The good news, he said, is that pandemic preparedness has moved forward over the last four years thanks to the partnerships organized at regional and global levels to ensure communication channels are sufficiently open for authorities in different parts of the world to heed warnings on possible causes for concern.

With at least two new pathogens capable of harming humans emerging each year, 75 per cent originating in the animal kingdom, the prompt diagnosis of and response to disease in animals is vital both for disease control and for assessing practices that are most likely to result in risks to animal health and for people, said Nabarro.

"There is a huge problem associated with zoonotic diseases, of course, and symposia like these re-enforce the cooperation that is absolutely essential to curb pandemics," said Gerrit Viljoen, who heads the Animal Production and Health Section of the Joint FAO/IAEA Division.

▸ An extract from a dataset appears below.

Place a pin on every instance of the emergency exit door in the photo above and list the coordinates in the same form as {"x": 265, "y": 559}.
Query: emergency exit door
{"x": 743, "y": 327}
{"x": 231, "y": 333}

New technologies emerging every day, many of them nuclear and related techniques, are essential pieces in ensuring appropriate diagnostics and control of animal-origin disease such as avian and H1N1 influenza pandemics, known as zoonotic diseases.

Praising the Mexican authorities for acting quickly by sharing samples of the flu, referring to the recent outbreak of new influenza A (H1N1), Nabarro said international cooperation and communication - increasing access to technology - as well as public awareness enabled health and agricultural authorities worldwide to produce the viral diagnostic reagents necessary to both diagnose, treat and control the disease as quickly as possible.

The FAO/IAEA Symposium on Sustainable Improvement of Animal Production and Health is taking place from 8-11 June 2009 in Vienna, Austria. The event is organised in cooperation with the World Health Organization (WHO) and the World Animal Health Organization (OIE).